Looking at the failed Jenkins runs for HIVE-5998, I see there are diffs in the
statistics in the EXPLAIN:
Running: diff -a
/root/hive/itests/qtest/../../itests/qtest/target/qfile-results/clientpositive/vectorized_parquet.q.out
/root/hive/itests/qtest/../../ql/src/test/results/clientpositive/vectorized_parquet.q.out
72c72
< Statistics: Num rows: 12288 Data size: 73728 Basic stats:
COMPLETE Column stats: NONE
---
> Statistics: Num rows: 2072 Data size: 257046 Basic stats:
> COMPLETE Column stats: NONE
75c75
< Statistics: Num rows: 6144 Data size: 36864 Basic stats:
COMPLETE Column stats: NONE
---
> Statistics: Num rows: 1036 Data size: 128523 Basic stats:
> COMPLETE Column stats: NONE
79c79
< Statistics: Num rows: 6144 Data size: 36864 Basic stats:
COMPLETE Column stats: NONE
---
> Statistics: Num rows: 1036 Data size: 128523 Basic stats:
> COMPLETE Column stats: NONE
82c82
< Statistics: Num rows: 10 Data size: 60 Basic stats:
COMPLETE Column stats: NONE
---
> Statistics: Num rows: 10 Data size: 1240 Basic stats:
> COMPLETE Column stats: NONE
What would cause such statistics diffs?
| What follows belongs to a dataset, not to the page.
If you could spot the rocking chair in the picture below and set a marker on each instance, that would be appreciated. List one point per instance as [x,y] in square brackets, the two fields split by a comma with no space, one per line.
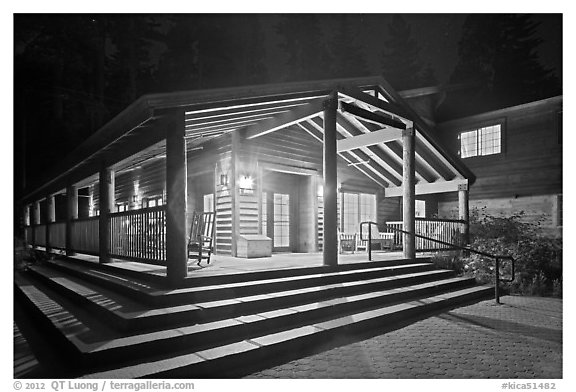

The Parquet file is created as:
create table if not exists alltypes_parquet (
cint int,
ctinyint tinyint,
csmallint smallint,
cfloat float,
cdouble double,
cstring1 string) stored as parquet;
insert overwrite table alltypes_parquet
select cint,
ctinyint,
csmallint,
cfloat,
cdouble,
cstring1
from alltypesorc;
Note that there are no diffs in the actual query results.
Thanks,
~Remus